The International Quilt Study Center & Museum is pleased to announce it is adding nearly 100 high resolution art works to the Google Art Project allowing virtual visitors to explore its quilt collection online.
In the IQSCM’s first wave of uploaded content, it will share a selection that represents contemporary and traditional quilts made since the 18th century around the world. Notable pieces include Lucinda Ward Honstain’s “Reconciliation Quilt,” Michael James’ “Aurora” and the recently acquired “Long Po Yi” or “Dragon Wife’s Robe” from China. The resolution of these images, combined with a custom built zoom viewer, allows art-lovers to discover minute aspects of paintings they may never have seen up close before.
“As the world’s largest collection of publicly held quilts, Google Art Project will enable us to further promote our mission of inspiring an understanding of the cultural and artistic significance of quilts,” said Carolyn Ducey, IQSCM curator of collections. “The platform’s interactivity will give us a chance to present quilts in a new and exciting way. We are honored to participate in the project.”
Visitors to the Google Art Project can browse works by the artist’s name, the artwork, the type of art, the museum, the country, collections and the time period. Google+ and video hangouts are integrated on the site, allowing viewers to invite their friends to view and discuss their favorite works in a video chat or follow a guided tour from an expert to gain an appreciation of a particular topic or art collection.
View the International Quilt Study Center & Museum’s collection here.
The My Gallery feature allows users to save specific views of any of artworks and build their own personalized gallery. Comments can be added to each painting and the whole gallery can then be shared with friends and family.

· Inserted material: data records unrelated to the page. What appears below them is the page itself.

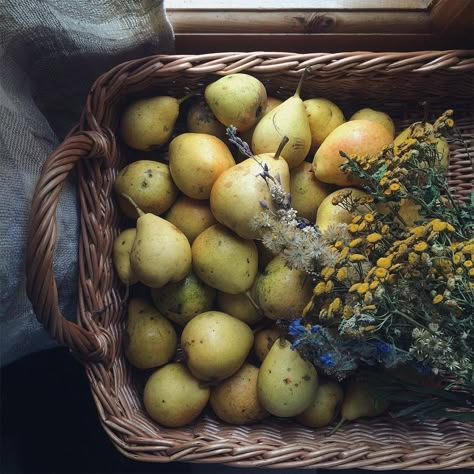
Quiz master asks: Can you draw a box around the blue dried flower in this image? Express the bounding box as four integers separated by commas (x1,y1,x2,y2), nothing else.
319,352,335,367
375,341,393,354
311,325,321,334
288,319,306,336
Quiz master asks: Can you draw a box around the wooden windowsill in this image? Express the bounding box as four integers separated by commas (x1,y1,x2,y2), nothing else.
166,0,474,53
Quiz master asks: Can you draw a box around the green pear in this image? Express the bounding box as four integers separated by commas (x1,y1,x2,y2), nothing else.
181,311,254,382
150,272,216,326
341,377,389,421
256,255,314,320
120,95,188,150
192,224,258,294
257,338,318,417
252,73,311,168
253,326,282,362
125,195,192,288
125,298,177,369
205,74,267,132
210,152,290,239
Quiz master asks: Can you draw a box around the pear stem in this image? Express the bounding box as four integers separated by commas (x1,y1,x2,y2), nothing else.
178,92,196,105
245,290,263,314
294,67,311,98
120,193,145,218
329,417,346,435
274,136,289,160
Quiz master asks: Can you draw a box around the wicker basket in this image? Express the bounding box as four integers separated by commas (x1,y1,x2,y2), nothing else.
26,51,474,470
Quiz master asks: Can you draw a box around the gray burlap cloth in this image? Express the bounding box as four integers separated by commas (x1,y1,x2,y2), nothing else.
0,0,174,366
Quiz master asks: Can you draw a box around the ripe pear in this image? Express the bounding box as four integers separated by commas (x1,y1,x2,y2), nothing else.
254,326,282,362
304,98,346,151
210,152,290,239
341,377,389,421
144,363,210,427
350,108,395,138
150,272,216,327
296,379,344,428
216,275,262,326
181,311,254,382
315,188,371,232
113,228,138,285
290,161,336,222
240,97,283,145
120,95,183,150
168,133,235,200
313,120,393,186
205,73,267,132
164,196,217,244
125,298,177,369
376,198,423,227
114,160,178,218
187,100,227,140
126,196,192,288
256,255,314,321
210,363,268,425
252,74,311,169
257,338,318,417
394,121,449,170
192,224,258,294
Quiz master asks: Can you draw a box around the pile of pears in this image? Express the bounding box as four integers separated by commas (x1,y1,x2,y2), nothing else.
113,73,447,429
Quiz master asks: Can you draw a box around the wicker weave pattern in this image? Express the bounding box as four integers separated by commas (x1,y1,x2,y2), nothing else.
26,51,474,469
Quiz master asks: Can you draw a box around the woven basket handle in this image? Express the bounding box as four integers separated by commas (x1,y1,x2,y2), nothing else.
26,130,112,362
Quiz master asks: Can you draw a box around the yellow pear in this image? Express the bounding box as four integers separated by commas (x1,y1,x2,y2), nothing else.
120,95,184,150
376,198,423,227
163,196,217,244
210,152,290,239
304,98,345,151
252,74,311,169
205,73,267,132
181,311,254,382
114,160,178,218
192,224,258,294
394,122,449,170
168,133,235,200
216,275,262,326
210,363,268,424
257,338,318,417
254,326,282,362
315,188,371,232
256,255,314,321
113,228,138,285
341,377,389,421
186,100,227,140
290,161,336,222
125,196,192,288
313,120,394,186
144,363,210,427
350,108,395,138
240,97,283,145
125,298,177,369
296,379,344,428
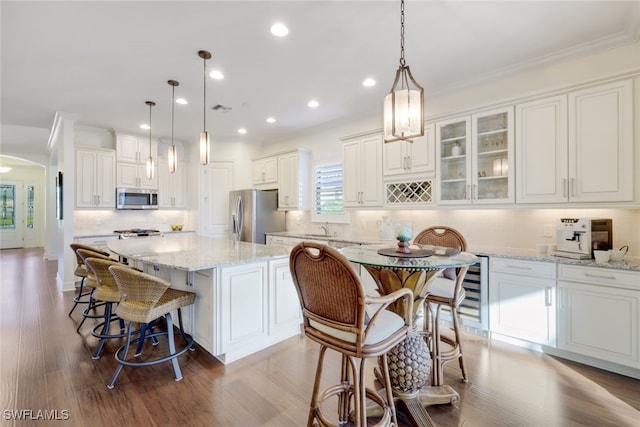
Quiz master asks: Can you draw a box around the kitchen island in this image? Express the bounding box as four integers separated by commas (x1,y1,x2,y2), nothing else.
107,235,301,364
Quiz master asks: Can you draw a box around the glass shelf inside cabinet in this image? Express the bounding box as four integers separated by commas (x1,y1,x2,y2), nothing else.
477,112,508,134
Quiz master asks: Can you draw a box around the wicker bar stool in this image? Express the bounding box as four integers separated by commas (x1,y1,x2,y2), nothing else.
289,242,413,427
68,243,111,317
413,226,470,382
107,265,195,389
83,256,132,360
75,248,114,332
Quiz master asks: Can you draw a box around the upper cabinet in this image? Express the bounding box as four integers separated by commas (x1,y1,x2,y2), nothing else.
252,156,278,189
436,107,514,205
277,150,310,211
114,131,159,190
158,157,188,208
75,147,116,208
516,79,633,203
383,124,436,179
342,132,383,208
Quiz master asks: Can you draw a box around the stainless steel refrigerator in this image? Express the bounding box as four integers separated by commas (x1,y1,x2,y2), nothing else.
229,189,286,244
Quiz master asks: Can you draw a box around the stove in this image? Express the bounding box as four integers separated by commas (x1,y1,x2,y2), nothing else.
114,229,162,239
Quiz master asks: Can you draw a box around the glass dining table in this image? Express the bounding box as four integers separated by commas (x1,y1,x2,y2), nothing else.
340,244,478,425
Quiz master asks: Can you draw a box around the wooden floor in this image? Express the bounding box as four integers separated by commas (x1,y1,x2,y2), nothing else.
1,248,639,426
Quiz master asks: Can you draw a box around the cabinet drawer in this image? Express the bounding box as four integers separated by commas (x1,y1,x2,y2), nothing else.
490,257,556,279
267,236,289,245
558,264,639,290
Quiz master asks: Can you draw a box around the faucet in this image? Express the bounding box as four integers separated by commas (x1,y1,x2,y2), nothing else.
319,222,330,236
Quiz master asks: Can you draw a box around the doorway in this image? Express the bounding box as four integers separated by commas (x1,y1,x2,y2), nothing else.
0,181,38,249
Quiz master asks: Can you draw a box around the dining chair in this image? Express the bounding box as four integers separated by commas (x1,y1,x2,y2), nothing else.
68,243,111,317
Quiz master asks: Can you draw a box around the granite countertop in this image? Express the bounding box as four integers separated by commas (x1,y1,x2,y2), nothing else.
107,234,289,271
267,232,640,272
75,230,196,239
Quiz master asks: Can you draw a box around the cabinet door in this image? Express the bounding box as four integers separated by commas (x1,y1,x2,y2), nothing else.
472,107,514,204
158,158,186,208
515,95,569,203
116,163,139,188
558,280,638,368
269,259,302,339
252,157,278,186
116,134,140,163
76,149,99,208
95,151,116,208
406,124,436,175
489,272,556,346
192,269,215,354
436,117,471,204
568,79,633,202
342,139,362,207
359,133,383,206
382,139,407,177
218,262,269,354
277,153,296,209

It’s an ideal tool for students or groups to work on collaborative projects or collections. In addition, a feature called ‘Compare’ allows you to examine two pieces of artwork side-by-side to look at how an artist’s style evolved over time, connect trends across cultures or delve deeply into two parts of the same work.
To date, more than 57,000 high resolution artworks are available in the Art Project. The project has nearly 400 partners in 50 countries, with more being added all the time.
The Art Project is part of the Google Cultural Institute which is dedicated to creating technology that helps the cultural community to bring their art, archives, heritage sites and other material online. The aim is to increase the range and volume of material from the cultural world that is available for people to explore online and in doing so, democratize access to it and preserve it for future generations.